La déprimante réalité, c’est que tous les États, démocratiques ou non, espionnent les citoyens de leur pays, comme aussi ceux des autres pays. C’est l’âge de l’omniprésent Big Brother qui, grâce à sa batterie d’espions électroniques ultra-performants, se fourre le nez partout avec la bénédiction des chefs d’État. Barack Obama vient d’en donner l’exemple. Malgré les révélations troublantes d’Edward Snowden, le président américain persiste et signe.

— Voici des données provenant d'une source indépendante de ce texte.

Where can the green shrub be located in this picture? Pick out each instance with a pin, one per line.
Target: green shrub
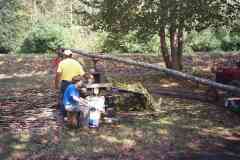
(45, 37)
(203, 41)
(127, 43)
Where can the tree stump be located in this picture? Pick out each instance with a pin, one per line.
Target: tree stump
(73, 119)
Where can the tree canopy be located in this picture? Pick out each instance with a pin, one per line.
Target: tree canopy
(165, 18)
(12, 23)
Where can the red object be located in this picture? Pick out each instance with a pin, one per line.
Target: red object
(226, 75)
(55, 62)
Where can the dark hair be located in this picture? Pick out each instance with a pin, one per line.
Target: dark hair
(238, 64)
(88, 77)
(77, 78)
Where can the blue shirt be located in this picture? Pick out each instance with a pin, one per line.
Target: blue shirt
(68, 95)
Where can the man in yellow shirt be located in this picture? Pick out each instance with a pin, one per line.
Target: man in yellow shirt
(67, 69)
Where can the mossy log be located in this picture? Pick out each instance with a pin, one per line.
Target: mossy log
(170, 72)
(131, 97)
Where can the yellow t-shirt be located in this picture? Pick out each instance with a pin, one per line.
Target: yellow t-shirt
(69, 68)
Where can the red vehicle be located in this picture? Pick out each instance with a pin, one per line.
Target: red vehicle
(229, 75)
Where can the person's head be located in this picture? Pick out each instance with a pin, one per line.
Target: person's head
(89, 78)
(67, 53)
(78, 81)
(59, 52)
(238, 64)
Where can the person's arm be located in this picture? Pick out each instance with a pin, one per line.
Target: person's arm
(80, 100)
(57, 79)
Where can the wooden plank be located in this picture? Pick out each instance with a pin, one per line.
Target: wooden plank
(99, 85)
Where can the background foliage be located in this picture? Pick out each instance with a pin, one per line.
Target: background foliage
(34, 26)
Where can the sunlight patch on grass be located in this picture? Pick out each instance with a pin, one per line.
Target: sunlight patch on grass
(2, 62)
(24, 137)
(110, 139)
(18, 146)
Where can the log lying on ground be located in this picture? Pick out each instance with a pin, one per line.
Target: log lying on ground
(170, 72)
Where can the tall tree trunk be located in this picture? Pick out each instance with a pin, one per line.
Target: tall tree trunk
(180, 47)
(174, 47)
(164, 48)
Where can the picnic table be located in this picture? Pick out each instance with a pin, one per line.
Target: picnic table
(95, 90)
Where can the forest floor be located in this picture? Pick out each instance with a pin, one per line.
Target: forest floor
(182, 129)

Nullement repenti, malgré l’inquiétude de ses compatriotes, il vient d’avouer que la NSA (l’agence de surveillance américaine dont les grandes oreilles écoutent tout ce qui se dit sur la planète) continuera à archiver les données collectées sur la vie privée des Américains.
Lévesque, un Castro du Nord
Mais rien de nouveau là, sinon la méthode. René Lévesque était déjà dans le collimateur des services de renseignements de l’Oncle Sam qui le voyaient tantôt comme un Castro du Nord, tantôt comme un Garibaldi (champion de l’indépendance italienne) capable de faire éclater le Canada, et donc de nuire aux intérêts américains dans ce pays. Dès 1964, les renseignements américains l’avaient fiché comme séparatiste et le surveillaient de près, grâce aux consuls et ambassadeurs américains en poste à Québec et à Ottawa.
Ceux-ci adressaient au State Department dépêche après dépêche relatant les moindres faits et gestes de Lévesque. Mesurant la force de l’homme, l’un des diplomates, plus cynique que les autres, avait même écrit dans sa note à Washington que le seul moyen de l’arrêter serait la maladie, ou peut-être la mort… à cause de son usage immodéré de la cigarette!
Les libéraux fédéraux (et leur particule québécoise) s’y connaissent aussi depuis belle lurette dans l’art de surveiller les Québécois. Dès l’émergence du Parti québécois et de René Lévesque, à la fin des années 60, l’ancien premier ministre fédéral Pierre Trudeau, faisant comme si le PQ n’était qu’une clique de terroristes, et non une formation démocratique, a ordonné à la GRC d’espionner le parti et son chef. La police fédérale attribua à Lévesque le fichier D928-2470 classé ultra-secret.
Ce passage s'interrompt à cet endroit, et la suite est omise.